L’Atlantique en alerte : le Golfe de Guinée face à la criminalité maritime

Dakar, ce mardi 17 novembre. La mer fut un temps barrière. Elle n'est plus que passage. Un passage convoité, fragile, où…

Dakar, ce mardi 17 novembre. La mer fut un temps barrière. Elle n’est plus que passage. Un passage convoité, fragile, où se croisent espoirs de prospérité et convoitises criminelles. C’est ici, face à l’immensité bleue, que 27 marines et garde-côtes ont posé leurs armes… diplomatiques. Pour trois jours, le Symposium du Golfe de Guinée transforme Dakar en quartier général de la sécurité maritime.

Le général Birame Diop, ministre des Forces armées, ouvre le bal stratégique d’une voix posée, mais sans équivoque. Son message, porteur des mots du président Bassirou Diomaye Faye, résonne comme un constat implacable : « Aucun État ne peut naviguer seul. » La métaphore vaut pour l’océan comme pour la géopolitique. Les menaces, autrefois localisées, ignorent désormais les frontières. Elles s’organisent en réseaux, à l’échelle d’un bassin atlantique devenu le théâtre d’une guerre silencieuse.

Piraterie, cocaïne et climat : la triple menace

Le temps n’est plus où la piraterie résumait à elle seule les périls maritimes. Le ministre dresse un tableau bien plus sombre, celui d’un espace sous pression. Aux trafics d’armes et aux migrations irrégulières s’ajoute désormais un fléau d’une autre ampleur : le trafic international de cocaïne, cette « industrie criminelle » qui relie les continents dans une danse macabre. Chaque cargaison interceptée n’est que la partie émergée d’un iceberg aux ramifications tentaculaires.
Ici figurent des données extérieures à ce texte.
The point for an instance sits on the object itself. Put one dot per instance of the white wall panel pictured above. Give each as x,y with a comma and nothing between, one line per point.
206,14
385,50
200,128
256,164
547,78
Dans l’ombre, d’autres dangers rôdent. La pêche illicite, véritable saignée pour les économies côtières, et les pollutions marine rappellent que les agressions contre l’océan sont multiples. Le changement climatique, lui, agit comme un multiplicateur de menaces, érodant les littoraux et déstabilisant un peu plus des communautés déjà vulnérables.

De la Déclaration de Yaoundé à l’ambition atlantique

Face à cette complexité, le général Diop puise dans le passé pour éclairer l’avenir. Il rappelle l’héritage de la Déclaration de Yaoundé de 2013, acte fondateur d’une ambition collective. On sent, dans ses mots, la fierté des progrès accomplis : centres régionaux de sécurité maritime opérationnels, patrouilles conjointes coordonnées. Autant de signes d’une « solidarité maritime africaine en marche ».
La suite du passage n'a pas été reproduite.